Originally from Toronto, Gillespie and his wife moved to Haliburton village just over two years ago, but were already familiar with the Highlands as they had spent half a century at the family cottage on Kennisis Lake.
“Gail and I inherited the cottage,” said Gillespie. “When we were living in North Bay it was a bit of a long commute and we loved coming to Haliburton to the cottage so we knew when we both retired we were going to retire down here ... now we have a 30-minute commute to the cottage.”
The Highlands also holds a special place in the couple’s heart as they met while working at the Frost Centre a number of years ago.
Aside from carving, Gillespie fills his days with a variety of hobbies including fishing and camping.

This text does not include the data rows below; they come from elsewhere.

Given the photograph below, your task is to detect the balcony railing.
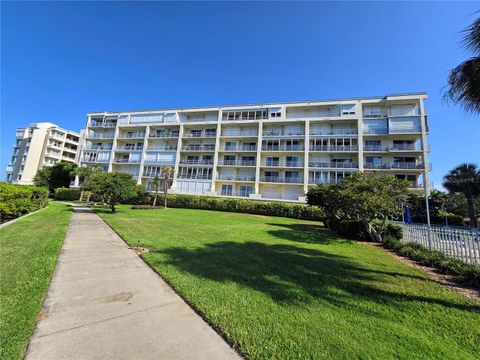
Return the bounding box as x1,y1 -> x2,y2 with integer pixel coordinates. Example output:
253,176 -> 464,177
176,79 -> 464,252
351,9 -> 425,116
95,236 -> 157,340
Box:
217,174 -> 255,182
262,130 -> 305,137
147,145 -> 177,151
222,131 -> 258,137
113,159 -> 140,164
308,161 -> 358,169
179,160 -> 213,166
222,145 -> 257,152
262,161 -> 303,167
118,132 -> 145,139
262,145 -> 305,151
177,174 -> 212,180
309,145 -> 358,151
218,160 -> 257,166
182,145 -> 215,151
115,146 -> 143,151
149,132 -> 180,138
364,162 -> 425,170
183,132 -> 217,138
310,129 -> 358,136
260,176 -> 303,184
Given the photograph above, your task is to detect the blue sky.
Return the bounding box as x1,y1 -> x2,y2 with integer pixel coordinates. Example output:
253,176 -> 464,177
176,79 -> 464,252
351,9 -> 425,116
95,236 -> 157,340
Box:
0,1 -> 480,186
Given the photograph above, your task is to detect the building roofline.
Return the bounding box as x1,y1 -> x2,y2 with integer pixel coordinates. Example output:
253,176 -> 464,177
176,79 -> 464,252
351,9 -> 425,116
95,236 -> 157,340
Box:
87,91 -> 427,115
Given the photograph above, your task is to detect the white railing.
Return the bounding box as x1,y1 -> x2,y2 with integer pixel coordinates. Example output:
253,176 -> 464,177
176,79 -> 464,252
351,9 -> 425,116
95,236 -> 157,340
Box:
395,222 -> 480,264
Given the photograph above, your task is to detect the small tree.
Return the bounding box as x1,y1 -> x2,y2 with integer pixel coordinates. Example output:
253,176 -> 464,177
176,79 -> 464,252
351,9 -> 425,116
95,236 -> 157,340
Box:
307,173 -> 408,241
82,172 -> 137,213
443,164 -> 480,227
162,166 -> 173,209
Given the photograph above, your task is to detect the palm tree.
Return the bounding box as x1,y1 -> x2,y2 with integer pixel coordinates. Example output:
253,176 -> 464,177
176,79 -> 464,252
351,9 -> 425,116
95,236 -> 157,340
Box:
444,18 -> 480,113
443,163 -> 480,227
162,166 -> 173,209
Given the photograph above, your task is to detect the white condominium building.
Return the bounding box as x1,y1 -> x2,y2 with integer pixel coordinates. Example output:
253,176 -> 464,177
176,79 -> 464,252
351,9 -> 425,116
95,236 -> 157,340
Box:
6,122 -> 79,185
79,93 -> 430,202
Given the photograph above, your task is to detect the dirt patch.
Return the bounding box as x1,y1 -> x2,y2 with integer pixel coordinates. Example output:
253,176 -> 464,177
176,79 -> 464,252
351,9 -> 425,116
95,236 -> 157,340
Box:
130,246 -> 150,255
364,242 -> 480,301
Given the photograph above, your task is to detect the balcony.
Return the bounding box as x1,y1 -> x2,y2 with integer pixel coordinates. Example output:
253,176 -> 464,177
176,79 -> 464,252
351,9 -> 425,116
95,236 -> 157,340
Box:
310,129 -> 358,136
147,145 -> 177,151
262,161 -> 303,168
260,176 -> 303,184
262,145 -> 305,151
218,160 -> 257,166
113,159 -> 140,164
309,145 -> 358,152
182,145 -> 215,152
149,132 -> 180,139
363,162 -> 425,170
179,160 -> 213,166
221,145 -> 257,152
217,174 -> 255,182
262,130 -> 305,137
221,131 -> 258,137
308,161 -> 358,169
115,146 -> 143,151
183,132 -> 217,138
177,174 -> 212,180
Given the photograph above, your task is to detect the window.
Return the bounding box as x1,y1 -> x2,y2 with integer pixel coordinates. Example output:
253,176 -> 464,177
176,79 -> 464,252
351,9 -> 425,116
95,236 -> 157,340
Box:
222,184 -> 233,196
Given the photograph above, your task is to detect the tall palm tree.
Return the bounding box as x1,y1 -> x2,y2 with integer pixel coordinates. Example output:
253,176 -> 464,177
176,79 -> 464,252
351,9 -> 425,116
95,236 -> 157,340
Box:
444,18 -> 480,113
443,163 -> 480,227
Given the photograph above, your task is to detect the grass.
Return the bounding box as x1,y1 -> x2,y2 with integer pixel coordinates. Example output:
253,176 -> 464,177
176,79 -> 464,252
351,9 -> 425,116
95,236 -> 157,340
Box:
99,206 -> 480,359
0,202 -> 72,359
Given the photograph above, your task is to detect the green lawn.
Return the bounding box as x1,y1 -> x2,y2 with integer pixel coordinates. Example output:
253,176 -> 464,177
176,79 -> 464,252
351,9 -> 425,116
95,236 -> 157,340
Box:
99,206 -> 480,359
0,203 -> 72,360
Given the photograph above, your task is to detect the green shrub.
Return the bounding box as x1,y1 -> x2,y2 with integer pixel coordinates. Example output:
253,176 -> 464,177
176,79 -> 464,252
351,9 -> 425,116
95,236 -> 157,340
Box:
0,183 -> 48,222
55,188 -> 81,201
382,236 -> 480,288
141,194 -> 325,220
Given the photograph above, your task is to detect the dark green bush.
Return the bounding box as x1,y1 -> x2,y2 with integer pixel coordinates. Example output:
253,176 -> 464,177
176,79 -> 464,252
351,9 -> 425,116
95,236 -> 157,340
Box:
382,236 -> 480,288
55,188 -> 81,201
140,194 -> 324,220
0,183 -> 48,222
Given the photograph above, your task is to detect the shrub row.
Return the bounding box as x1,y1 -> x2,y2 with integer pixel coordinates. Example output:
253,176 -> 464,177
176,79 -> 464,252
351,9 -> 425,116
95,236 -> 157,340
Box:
382,236 -> 480,288
55,188 -> 81,201
136,194 -> 324,220
0,183 -> 48,222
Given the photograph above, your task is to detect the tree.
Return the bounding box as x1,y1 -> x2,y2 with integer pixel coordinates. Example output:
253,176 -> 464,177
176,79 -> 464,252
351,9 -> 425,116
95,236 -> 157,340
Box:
33,161 -> 77,192
443,163 -> 480,227
444,18 -> 480,113
162,166 -> 173,209
307,173 -> 409,241
82,172 -> 137,213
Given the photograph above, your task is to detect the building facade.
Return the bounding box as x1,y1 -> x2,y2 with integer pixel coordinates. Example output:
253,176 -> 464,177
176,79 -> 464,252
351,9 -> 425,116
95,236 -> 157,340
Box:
78,93 -> 430,202
6,122 -> 79,185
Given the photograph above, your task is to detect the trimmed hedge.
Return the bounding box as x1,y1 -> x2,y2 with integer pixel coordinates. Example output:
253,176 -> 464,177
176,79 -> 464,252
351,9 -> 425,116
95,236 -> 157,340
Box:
0,183 -> 48,222
139,194 -> 325,220
382,236 -> 480,288
54,188 -> 81,201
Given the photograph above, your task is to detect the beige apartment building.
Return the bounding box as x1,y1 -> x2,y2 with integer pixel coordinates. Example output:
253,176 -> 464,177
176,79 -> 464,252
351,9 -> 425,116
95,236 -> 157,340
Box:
6,122 -> 79,185
78,93 -> 431,202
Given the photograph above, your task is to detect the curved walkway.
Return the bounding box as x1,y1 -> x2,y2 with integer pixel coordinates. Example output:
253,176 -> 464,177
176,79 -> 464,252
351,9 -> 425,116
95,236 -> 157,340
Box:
26,208 -> 240,360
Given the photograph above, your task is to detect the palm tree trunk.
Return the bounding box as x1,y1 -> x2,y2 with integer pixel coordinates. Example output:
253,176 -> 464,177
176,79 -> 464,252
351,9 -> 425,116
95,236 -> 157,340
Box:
465,194 -> 477,227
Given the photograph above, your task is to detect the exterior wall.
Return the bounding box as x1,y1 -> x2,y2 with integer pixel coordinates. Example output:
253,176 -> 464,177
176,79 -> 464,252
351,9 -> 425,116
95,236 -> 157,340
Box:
7,123 -> 79,185
78,93 -> 430,202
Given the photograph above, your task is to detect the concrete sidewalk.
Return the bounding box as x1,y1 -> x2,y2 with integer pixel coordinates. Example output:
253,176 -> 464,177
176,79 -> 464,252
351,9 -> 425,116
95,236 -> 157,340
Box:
26,208 -> 240,360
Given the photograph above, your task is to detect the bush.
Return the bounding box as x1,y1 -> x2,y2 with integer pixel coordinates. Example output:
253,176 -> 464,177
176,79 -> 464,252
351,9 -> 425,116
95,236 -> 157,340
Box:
382,236 -> 480,288
55,188 -> 81,201
140,194 -> 324,220
0,183 -> 48,222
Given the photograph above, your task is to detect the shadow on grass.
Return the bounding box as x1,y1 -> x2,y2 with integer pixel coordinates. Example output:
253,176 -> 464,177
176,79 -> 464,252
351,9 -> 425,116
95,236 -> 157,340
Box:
149,242 -> 480,311
267,223 -> 342,244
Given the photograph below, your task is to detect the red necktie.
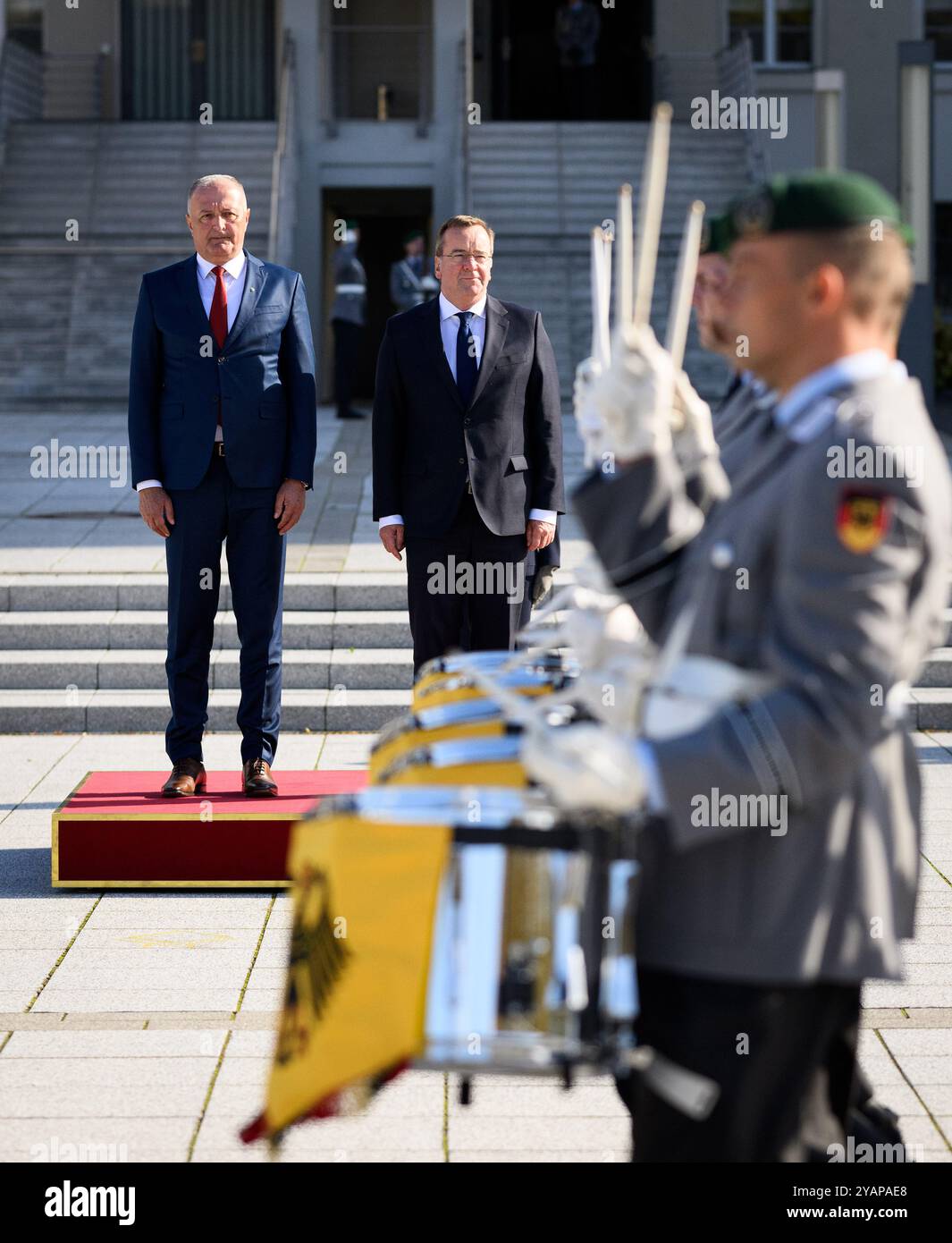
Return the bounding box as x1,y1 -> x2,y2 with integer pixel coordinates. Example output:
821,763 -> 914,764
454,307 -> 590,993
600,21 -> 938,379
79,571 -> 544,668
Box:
209,267 -> 229,427
209,267 -> 229,350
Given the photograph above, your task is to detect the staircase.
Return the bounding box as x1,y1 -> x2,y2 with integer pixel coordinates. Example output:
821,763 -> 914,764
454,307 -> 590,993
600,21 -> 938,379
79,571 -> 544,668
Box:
0,571 -> 952,733
0,573 -> 413,733
0,121 -> 276,405
468,122 -> 747,402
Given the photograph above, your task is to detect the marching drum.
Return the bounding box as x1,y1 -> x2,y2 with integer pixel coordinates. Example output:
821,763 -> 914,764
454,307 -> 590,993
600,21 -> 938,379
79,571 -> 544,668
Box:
316,784 -> 637,1079
413,651 -> 578,710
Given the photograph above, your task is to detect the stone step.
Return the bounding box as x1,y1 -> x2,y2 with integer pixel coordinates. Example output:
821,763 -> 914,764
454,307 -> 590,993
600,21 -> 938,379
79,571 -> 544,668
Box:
0,647 -> 413,694
0,609 -> 413,651
0,571 -> 408,613
0,689 -> 410,731
916,651 -> 952,689
0,686 -> 952,733
910,686 -> 952,730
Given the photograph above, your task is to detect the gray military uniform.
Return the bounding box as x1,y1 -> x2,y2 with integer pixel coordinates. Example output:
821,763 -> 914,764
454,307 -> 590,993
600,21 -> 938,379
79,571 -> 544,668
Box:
331,241 -> 366,327
391,258 -> 426,311
576,362 -> 952,983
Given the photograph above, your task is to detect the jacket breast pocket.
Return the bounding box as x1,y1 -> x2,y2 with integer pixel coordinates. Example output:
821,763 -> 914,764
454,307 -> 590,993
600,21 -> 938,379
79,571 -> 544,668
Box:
496,350 -> 532,367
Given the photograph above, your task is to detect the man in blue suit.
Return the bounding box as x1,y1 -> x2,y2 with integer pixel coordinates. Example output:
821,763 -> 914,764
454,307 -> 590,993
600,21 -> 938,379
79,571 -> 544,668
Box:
130,174 -> 317,798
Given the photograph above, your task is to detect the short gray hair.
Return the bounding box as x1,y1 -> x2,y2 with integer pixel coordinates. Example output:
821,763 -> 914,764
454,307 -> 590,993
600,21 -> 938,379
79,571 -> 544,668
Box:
185,173 -> 248,211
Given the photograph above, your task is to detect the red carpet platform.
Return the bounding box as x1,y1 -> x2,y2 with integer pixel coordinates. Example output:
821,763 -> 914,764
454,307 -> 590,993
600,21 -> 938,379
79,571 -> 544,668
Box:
52,769 -> 366,889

“I like to spend a lot of time outside.”
The carver has taken courses at the Haliburton School of Art and Design (formerly Haliburton School of the Arts) and belongs to a carving club that meets weekly at the Lochlin Community Centre.
The birds and paddles Gillespie creates are for sale locally and can be found at Rails End Gallery or the Ethel Curry Gallery.
While carving is a time consuming hobby, it gives Gillespie a great sense of pride and is a good outlet for his creativity, he says.
“I really get a great sense of satisfaction building things with my hands. This was a perfect outlet for that urge to do that.”